I can't pay homage to "The Scout" (see previous post) and ignore his adversarial brothers-in-sculpture. If the bronze Indian on horseback is this town's most recognized art piece, these bas-relief cowboys on horseback might be among the least. At treetop height on the limestone exterior of the Nelson-Atkins Museum of Art, riding north from the museum's southwest corner, they're easy to miss.
Sculptor Charles Keck created them in 1933 as one of 23 historical panels representing, in the words of The Kansas City Star, "an allegory of Civilization's conquest of this section of the West." (I'm guessing "The Scout," if he could protest, would put it differently.) Keck, who also gave us the Andrew Jackson on horseback outside the County Courthouse downtown, described this panel as "An incident from the great early cattle drives."
But, like "The Scout," Keck's cowboys incited controversy among fastidious Westerners. The details were all wrong, they said – bedroll too neat, bridle too British, stirrups misaligned, posture too relaxed. "Like mail-order catalog cowboys," said the governor of Oregon when he saw photos of the then-new Nelson museum. Keck's response: He had researched cowboys at a rodeo in his native New York City.

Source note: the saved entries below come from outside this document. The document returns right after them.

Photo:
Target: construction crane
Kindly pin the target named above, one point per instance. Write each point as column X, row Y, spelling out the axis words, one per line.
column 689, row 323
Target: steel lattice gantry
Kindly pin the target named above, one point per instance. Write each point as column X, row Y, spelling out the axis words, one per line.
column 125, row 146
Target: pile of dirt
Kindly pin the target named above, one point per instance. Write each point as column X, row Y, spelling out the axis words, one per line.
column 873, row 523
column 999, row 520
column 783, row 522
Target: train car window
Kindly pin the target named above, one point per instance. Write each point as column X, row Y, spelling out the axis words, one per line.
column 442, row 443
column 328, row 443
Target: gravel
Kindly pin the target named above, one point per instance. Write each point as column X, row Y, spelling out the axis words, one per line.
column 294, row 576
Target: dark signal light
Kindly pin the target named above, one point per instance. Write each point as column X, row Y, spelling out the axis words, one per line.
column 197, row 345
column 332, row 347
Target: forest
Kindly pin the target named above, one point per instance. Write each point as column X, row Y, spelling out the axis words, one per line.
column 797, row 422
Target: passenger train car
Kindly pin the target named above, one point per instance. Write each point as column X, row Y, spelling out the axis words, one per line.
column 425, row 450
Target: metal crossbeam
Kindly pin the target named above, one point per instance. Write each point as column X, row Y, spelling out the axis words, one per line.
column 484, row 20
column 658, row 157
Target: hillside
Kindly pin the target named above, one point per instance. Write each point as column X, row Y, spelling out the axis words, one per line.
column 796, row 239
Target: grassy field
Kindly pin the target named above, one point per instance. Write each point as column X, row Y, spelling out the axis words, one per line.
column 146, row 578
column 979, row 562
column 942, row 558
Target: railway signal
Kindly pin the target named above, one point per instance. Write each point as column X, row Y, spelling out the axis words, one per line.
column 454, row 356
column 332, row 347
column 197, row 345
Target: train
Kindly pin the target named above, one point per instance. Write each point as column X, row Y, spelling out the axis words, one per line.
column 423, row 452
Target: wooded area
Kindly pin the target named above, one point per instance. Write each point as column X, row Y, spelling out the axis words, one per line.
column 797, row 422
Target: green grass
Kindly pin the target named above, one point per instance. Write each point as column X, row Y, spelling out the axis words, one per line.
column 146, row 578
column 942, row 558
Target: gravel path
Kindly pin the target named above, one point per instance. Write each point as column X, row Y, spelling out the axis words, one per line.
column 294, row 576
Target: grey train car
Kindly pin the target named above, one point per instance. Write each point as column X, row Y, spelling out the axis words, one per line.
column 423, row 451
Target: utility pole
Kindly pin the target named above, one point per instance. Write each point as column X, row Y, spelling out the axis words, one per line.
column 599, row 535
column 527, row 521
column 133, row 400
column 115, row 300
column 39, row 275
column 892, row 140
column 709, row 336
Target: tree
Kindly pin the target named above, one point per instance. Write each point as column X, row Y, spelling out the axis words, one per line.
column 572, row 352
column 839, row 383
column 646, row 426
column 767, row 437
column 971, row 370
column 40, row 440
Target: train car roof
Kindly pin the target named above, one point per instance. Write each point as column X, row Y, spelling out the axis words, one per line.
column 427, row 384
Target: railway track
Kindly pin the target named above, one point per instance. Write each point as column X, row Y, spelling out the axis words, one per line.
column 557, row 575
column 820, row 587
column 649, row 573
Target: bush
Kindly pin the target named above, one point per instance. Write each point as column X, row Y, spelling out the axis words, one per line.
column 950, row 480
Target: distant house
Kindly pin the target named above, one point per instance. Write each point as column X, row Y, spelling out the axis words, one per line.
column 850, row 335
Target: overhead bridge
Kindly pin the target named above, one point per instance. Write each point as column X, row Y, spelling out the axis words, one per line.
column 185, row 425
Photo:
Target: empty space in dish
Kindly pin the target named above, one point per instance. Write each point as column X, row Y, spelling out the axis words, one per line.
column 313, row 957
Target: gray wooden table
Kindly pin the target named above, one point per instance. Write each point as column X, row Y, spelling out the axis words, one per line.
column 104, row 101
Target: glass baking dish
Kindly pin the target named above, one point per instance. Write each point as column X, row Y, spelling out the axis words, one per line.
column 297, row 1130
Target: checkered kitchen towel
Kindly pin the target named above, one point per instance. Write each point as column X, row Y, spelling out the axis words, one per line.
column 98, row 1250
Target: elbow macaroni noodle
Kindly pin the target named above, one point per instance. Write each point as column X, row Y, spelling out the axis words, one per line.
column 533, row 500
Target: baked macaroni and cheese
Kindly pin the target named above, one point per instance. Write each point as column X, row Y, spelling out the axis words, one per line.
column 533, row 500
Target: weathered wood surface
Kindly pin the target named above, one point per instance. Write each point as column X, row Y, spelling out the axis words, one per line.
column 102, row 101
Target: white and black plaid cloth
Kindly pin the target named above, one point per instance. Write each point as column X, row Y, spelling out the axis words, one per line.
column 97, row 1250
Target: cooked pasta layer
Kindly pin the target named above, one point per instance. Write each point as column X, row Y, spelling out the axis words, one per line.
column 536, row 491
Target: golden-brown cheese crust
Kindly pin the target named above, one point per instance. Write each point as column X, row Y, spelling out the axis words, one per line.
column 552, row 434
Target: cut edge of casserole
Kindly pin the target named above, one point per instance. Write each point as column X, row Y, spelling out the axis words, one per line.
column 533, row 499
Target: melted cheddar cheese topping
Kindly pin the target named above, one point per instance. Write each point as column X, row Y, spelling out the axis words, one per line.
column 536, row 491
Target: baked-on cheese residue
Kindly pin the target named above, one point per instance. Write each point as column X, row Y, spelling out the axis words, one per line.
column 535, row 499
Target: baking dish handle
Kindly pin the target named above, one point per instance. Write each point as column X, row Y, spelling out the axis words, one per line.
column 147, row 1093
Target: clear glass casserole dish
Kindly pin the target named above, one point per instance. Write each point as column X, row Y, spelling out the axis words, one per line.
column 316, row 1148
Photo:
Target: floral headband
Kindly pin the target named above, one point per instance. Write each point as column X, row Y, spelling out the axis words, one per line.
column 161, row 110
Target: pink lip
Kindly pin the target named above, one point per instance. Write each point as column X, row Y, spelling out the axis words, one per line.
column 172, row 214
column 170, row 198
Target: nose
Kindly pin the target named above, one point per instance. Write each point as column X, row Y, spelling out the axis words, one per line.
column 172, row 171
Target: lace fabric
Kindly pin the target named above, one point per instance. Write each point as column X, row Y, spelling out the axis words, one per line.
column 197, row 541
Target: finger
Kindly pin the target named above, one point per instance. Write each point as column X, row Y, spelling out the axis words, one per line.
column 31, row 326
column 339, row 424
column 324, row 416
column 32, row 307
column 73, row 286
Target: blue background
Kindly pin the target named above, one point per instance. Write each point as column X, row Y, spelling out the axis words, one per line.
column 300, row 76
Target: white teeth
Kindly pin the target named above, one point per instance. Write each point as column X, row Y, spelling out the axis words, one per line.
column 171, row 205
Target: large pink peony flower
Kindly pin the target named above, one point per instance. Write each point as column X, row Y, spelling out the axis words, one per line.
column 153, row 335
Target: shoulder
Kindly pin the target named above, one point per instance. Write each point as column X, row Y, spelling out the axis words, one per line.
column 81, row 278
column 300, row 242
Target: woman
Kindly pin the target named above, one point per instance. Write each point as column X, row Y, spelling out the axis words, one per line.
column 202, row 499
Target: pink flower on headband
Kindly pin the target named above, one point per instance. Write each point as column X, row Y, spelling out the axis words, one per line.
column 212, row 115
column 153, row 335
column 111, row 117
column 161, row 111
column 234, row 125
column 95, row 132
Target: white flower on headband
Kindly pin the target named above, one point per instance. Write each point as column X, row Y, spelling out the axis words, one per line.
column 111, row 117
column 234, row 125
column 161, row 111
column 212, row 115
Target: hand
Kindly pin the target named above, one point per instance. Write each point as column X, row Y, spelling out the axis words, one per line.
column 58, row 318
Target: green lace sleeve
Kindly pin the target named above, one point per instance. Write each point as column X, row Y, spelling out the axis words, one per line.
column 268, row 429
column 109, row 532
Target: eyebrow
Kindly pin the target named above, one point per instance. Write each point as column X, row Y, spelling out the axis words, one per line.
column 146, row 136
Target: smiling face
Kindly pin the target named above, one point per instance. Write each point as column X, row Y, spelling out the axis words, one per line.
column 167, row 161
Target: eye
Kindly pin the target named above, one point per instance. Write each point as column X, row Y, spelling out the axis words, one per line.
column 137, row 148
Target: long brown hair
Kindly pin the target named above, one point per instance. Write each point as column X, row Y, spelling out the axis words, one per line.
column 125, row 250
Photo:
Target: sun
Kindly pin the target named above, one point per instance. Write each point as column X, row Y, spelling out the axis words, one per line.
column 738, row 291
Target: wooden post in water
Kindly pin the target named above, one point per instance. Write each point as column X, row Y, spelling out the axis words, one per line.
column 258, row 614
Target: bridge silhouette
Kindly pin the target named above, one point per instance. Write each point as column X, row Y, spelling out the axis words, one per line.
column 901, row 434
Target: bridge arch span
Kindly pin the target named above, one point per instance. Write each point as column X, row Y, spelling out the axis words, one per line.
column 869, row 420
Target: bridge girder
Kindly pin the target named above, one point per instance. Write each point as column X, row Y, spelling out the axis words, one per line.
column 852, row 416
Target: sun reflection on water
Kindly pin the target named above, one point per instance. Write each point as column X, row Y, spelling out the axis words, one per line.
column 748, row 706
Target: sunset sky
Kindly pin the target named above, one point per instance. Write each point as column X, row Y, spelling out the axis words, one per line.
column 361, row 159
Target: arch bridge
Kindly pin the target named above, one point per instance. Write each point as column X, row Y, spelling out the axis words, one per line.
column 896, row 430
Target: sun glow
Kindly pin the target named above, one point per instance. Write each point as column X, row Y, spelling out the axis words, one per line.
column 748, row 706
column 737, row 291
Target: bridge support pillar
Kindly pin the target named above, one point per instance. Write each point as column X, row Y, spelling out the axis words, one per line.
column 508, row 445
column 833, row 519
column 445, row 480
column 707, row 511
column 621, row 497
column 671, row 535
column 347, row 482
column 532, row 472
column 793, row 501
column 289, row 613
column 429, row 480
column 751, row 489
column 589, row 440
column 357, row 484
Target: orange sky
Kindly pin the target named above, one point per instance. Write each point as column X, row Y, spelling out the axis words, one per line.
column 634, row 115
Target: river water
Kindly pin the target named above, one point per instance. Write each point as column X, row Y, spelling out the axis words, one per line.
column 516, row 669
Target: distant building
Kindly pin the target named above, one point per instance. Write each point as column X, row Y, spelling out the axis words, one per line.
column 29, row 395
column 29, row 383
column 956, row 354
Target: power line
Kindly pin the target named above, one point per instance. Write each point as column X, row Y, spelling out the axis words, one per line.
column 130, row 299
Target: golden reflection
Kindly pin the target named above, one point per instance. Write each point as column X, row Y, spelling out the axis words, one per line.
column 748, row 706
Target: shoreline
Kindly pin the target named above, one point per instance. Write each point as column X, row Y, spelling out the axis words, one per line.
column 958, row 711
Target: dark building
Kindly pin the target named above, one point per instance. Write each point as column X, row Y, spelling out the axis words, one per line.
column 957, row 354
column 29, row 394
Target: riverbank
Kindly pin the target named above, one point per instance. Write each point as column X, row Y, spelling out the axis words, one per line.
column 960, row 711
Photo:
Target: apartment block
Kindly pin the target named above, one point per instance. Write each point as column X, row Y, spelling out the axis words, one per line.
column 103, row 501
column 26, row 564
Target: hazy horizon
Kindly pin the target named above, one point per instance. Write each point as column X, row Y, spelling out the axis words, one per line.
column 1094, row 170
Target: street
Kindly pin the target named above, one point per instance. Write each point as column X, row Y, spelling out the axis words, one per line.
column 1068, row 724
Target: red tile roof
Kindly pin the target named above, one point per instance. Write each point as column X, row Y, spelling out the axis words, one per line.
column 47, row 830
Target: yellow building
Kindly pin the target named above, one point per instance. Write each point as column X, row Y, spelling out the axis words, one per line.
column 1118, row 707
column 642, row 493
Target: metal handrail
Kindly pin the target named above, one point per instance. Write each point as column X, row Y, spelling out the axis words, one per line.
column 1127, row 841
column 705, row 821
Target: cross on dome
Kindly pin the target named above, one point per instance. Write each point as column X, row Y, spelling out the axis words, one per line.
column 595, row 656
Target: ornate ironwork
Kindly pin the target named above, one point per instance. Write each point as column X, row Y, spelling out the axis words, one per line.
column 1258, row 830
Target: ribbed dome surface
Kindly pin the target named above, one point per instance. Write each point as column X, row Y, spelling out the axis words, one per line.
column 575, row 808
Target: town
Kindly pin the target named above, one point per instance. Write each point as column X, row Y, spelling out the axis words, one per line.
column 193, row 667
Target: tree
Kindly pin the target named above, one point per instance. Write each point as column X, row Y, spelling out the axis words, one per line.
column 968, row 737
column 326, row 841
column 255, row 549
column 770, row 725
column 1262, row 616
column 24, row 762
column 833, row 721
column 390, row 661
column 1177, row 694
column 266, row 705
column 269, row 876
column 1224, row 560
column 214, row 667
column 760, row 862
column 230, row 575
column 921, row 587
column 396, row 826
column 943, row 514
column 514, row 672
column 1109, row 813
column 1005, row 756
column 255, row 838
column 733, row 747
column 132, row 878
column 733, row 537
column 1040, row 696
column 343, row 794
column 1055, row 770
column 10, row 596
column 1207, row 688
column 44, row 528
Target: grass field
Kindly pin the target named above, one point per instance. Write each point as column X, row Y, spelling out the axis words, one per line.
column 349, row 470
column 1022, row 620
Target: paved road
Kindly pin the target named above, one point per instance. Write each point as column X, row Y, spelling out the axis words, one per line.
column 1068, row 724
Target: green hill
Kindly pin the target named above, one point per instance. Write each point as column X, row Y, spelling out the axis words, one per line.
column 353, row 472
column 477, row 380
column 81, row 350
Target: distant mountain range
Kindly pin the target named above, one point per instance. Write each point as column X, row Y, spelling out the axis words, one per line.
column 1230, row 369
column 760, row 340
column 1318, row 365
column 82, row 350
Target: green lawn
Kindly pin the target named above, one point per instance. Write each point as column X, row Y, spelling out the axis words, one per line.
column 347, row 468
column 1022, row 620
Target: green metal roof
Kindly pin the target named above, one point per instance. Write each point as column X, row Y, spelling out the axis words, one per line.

Which, of course, confirmed the Western suspicions. "Rodeo cowboys," wrote one Nevada editor, "play the cowboy role to the public's taste. Life on the range is not a rodeo any more than it is a picnic."
Probably not, I was thinking the other day as I squinted at Keck's limestone rodeo cowboys high overhead. And just above them, one of those quotations that ring the museum's walls: Art still has truth. Take refuge there. It was early autumn, the breeze was cool, the sun warm, the sky a deep blue. One of those painfully gorgeous days, actually, that give life the feel of a picnic.